しかし、なかには先ほど触れたようなチェックシートや目立つ特徴だけまとめたようなものもあり、事前の理解が不十分なことで、自分が該当すると思い込んでしまうケースも起こってしまっているように思います。

 実際に外来を担当していると、初回の診察で「私、ADHD(注意欠陥・多動性障害)なんですけど……」というようなお話をしてくださるケースも経験します。しかし、紹介状もないので「どこで診断されたんですか?」と聞くと、「いや、別に受診はしてないんですけど、ネットで調べたら当てはまっていたので」と。

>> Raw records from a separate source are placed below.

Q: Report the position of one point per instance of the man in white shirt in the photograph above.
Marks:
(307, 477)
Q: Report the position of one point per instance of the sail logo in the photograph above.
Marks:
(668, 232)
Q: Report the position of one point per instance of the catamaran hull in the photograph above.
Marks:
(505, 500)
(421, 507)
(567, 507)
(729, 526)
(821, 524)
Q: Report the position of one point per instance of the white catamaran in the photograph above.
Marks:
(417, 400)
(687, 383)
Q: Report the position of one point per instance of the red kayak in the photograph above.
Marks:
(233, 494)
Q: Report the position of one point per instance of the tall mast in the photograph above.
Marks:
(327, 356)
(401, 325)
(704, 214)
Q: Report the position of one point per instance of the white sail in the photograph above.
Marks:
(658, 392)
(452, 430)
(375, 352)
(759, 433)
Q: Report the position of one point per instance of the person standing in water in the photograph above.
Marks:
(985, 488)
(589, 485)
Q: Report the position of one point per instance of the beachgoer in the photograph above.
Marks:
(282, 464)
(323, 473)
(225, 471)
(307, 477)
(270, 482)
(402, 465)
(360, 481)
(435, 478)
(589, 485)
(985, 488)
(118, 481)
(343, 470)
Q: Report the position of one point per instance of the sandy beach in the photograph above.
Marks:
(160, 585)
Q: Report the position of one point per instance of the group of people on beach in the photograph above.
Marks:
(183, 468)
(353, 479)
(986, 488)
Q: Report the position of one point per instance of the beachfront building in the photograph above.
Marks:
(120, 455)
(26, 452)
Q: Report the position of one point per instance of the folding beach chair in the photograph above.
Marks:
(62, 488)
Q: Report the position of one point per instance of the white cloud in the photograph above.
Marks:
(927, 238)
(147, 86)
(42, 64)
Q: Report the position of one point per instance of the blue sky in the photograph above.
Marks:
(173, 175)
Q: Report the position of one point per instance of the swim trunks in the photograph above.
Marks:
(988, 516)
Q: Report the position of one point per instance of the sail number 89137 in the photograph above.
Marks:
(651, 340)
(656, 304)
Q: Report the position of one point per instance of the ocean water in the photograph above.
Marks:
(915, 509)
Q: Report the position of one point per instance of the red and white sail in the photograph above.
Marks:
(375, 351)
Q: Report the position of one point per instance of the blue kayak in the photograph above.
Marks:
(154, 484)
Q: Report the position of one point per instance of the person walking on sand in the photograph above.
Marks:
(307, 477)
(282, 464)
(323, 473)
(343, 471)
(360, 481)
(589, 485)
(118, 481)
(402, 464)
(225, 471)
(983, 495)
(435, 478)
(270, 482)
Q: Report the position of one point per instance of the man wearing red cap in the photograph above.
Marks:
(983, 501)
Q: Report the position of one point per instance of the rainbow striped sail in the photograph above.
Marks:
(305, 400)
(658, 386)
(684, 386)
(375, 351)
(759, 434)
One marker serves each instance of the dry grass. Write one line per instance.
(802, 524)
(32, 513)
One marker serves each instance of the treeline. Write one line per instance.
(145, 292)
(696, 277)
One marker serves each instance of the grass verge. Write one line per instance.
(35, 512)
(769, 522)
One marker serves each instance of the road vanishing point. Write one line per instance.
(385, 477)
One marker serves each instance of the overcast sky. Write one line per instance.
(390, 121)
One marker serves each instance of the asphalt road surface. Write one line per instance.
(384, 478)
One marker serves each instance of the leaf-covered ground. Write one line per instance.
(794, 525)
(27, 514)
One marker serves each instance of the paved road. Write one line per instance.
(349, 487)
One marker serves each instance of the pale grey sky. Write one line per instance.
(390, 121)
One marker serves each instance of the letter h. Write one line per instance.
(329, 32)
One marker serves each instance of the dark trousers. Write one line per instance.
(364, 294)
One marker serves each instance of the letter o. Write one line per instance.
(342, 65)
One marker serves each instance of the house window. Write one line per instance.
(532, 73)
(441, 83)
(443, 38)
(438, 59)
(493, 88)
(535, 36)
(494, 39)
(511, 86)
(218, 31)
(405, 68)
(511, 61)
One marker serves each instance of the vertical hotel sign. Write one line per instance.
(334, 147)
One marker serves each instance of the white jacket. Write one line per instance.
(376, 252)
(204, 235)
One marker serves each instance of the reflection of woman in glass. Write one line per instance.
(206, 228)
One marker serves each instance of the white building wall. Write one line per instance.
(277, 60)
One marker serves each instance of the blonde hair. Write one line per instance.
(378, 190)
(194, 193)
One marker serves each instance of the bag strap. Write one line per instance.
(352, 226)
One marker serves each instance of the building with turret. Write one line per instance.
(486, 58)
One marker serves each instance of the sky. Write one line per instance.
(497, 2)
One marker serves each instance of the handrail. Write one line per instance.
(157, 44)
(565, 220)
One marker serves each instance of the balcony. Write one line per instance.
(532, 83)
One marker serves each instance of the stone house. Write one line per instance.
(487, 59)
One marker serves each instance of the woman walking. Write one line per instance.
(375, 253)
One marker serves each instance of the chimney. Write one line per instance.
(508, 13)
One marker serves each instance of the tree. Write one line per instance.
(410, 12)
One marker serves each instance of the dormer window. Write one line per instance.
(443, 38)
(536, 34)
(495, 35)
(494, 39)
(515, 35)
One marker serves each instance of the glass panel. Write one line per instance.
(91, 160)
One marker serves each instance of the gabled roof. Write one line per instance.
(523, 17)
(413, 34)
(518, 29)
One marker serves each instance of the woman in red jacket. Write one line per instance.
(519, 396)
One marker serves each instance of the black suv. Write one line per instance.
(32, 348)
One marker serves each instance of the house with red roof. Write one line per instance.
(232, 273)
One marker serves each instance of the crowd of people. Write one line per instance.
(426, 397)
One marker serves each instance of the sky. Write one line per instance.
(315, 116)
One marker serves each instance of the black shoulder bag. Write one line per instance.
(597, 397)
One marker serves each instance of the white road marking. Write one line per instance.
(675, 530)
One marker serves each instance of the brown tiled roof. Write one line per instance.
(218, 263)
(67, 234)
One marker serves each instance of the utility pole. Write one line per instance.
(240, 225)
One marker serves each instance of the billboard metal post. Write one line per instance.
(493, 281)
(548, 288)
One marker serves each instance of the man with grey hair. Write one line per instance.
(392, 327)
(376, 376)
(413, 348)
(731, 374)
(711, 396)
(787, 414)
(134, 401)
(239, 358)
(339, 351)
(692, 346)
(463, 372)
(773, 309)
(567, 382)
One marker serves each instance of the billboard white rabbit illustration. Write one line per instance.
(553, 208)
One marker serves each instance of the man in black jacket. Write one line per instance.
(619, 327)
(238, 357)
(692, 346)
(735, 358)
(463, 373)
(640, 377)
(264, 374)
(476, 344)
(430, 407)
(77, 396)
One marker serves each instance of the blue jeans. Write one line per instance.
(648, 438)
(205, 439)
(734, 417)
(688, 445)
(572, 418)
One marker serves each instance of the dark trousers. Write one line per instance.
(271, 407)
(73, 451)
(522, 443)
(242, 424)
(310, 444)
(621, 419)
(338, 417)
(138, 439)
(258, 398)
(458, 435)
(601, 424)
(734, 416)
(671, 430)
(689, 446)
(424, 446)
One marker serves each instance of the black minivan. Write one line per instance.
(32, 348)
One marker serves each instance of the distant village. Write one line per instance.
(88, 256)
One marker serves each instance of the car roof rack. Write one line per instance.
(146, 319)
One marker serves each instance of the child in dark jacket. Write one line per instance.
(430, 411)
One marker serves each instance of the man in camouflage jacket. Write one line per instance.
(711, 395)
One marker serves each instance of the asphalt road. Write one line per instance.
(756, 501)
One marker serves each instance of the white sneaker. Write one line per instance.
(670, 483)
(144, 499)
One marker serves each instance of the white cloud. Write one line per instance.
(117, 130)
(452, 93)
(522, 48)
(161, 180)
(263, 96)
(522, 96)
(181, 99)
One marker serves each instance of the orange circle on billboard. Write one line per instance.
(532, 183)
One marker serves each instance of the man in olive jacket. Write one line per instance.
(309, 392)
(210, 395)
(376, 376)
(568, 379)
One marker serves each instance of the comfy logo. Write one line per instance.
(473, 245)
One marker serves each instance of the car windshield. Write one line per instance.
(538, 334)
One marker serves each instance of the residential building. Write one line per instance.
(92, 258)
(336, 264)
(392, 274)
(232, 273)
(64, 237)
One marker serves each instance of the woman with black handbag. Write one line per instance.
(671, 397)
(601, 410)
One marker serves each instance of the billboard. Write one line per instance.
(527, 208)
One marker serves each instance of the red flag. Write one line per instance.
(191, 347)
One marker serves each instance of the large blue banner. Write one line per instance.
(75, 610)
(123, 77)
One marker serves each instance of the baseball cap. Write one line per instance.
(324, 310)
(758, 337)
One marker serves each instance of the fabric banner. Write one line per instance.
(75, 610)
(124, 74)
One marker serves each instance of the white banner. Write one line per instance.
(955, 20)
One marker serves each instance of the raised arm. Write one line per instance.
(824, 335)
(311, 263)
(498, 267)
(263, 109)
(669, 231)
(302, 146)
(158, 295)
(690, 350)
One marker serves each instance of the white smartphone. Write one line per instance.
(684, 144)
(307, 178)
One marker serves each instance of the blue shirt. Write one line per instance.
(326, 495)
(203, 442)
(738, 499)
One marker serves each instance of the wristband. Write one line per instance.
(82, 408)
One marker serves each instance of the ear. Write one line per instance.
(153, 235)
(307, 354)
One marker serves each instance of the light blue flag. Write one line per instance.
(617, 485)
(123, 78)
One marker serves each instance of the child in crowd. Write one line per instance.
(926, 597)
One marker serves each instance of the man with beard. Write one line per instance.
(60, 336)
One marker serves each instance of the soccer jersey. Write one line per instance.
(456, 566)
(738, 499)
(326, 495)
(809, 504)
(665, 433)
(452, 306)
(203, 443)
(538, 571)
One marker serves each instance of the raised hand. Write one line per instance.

 発達障害に限ったことではなく、実際の診断には、専門的な知識と経験に基づく慎重な評価が必要になります。精神科の病気の診断基準を目にしたことがある人はわかると思いますが、あいまいな表現もあり、読み手によっては当てはまるように感じてしまう項目もあるのではないでしょうか。

 例えば、ADHDには、注意力の障害を評価する項目で「課題や活動を順序立てることがしばしば困難である」や「しばしば日々の活動で忘れっぽい」という記載(注1)もあります。みなさん、読んでみてどうですか?

「私も当てはまってるんだけど……」

「いや、そんなんでADHDとか診断しちゃダメでしょ」

「『しばしば』ばかり」

 いろんな意見があると思います。しかし、実際には、もちろん上記のような項目だけで診断されているわけではなく、病気としてとらえるべき症状の程度や期間、場面の特徴などについて重要な前書きがされています。

 このような前書きもふまえて「病的ととらえるべきか否か」という判断をすることが、診断するうえでわれわれ精神科医の最も重要な仕事の一つだと理解しています。

 一方、設問を読んで自分で答えを選択する形式のチェックシートも注意が必要です。われわれも、患者さんの状態を客観的に評価するために“評価尺度”というものを用いますが、これには患者さんご自身で行ってもらう自己記入式のものと、臨床心理士など面接者に評価してもらうものがあります。